Marty Schottenheimer was hired as coach of the Washington Redskins today, returning to the NFL with a team that proved to be an expensive bust this season.
Schottenheimer, who took both of his previous teams to the NFL playoffs, received a four-year, $10 million contract from the Redskins, who finished the season 8-8 and missed the playoffs despite the largest player payroll in NFL history.
He also will be the team’s director of football operations.
To hire Schottenheimer, the Redskins agreed to give the Kansas City Chiefs third-round picks in the next two drafts.
Has Been Critical of Snyder
Schottenheimer, who has worked for ESPN (which, like ABCNEWS, is owned by the Walt Disney Co.) the last two years and has been critical of Redskins owner Dan Snyder, replaces interim coach Terry Robiskie, who coached the final three games of this season after Norv Turner was fired.
Schottenheimer coached the Chiefs from 1989-98, compiling a 101-58-1 record. He resigned in January 1999, with three seasons left on his Kansas City contract.
The 57-year-old Schottenheimer coached the Browns from 1984-88, going 46-31.
He ranks 12th in career NFL coaching victories.
Schottenheimer took the Chiefs to the playoffs seven times in 10 seasons, and went to the postseason in each of his four seasons in Cleveland, including two AFC title game appearances.

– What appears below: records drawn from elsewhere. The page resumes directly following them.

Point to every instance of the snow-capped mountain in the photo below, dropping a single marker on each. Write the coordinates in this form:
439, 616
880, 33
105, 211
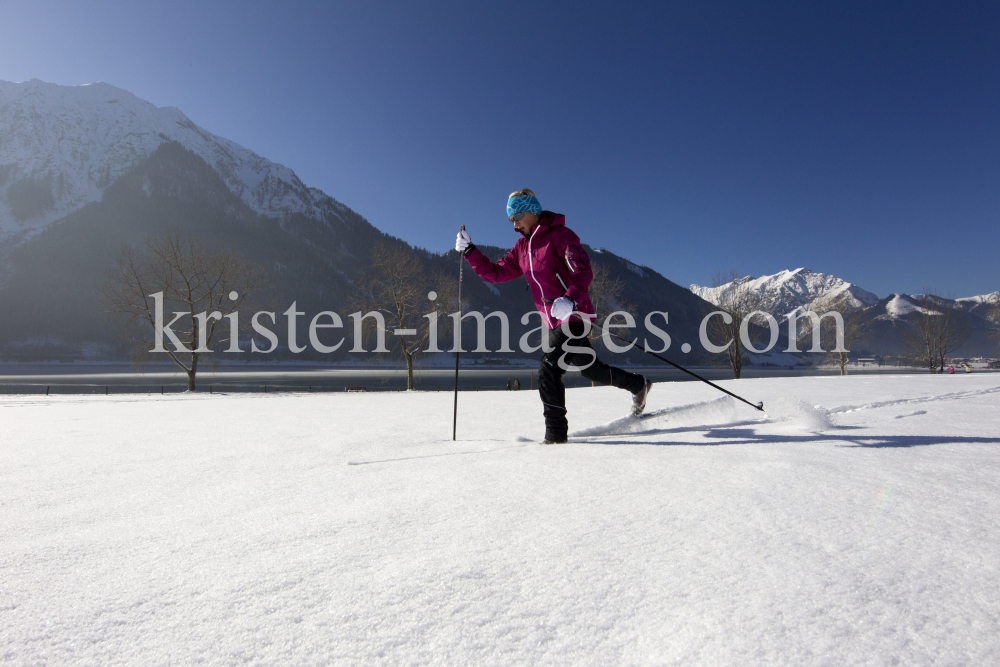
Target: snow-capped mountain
62, 146
792, 291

Shared Commitment to Winning
In a statement, Schottenheimer said he decided to return to coaching “because it’s in my blood. It’s who I am.
“Dan Snyder is committed to winning and so am I.”
Snyder, searching for the best coach money could buy to complement his $100 million roster, courted some of the most prominent coaches in the country, including Bill Parcells, Steve Spurrier and Butch Davis.
Florida’s Spurrier and Miami’s Davis made it clear they wanted to remain at their respective colleges, while former Giants, Patriots and Jets coach Parcells said he does not intend to coach again.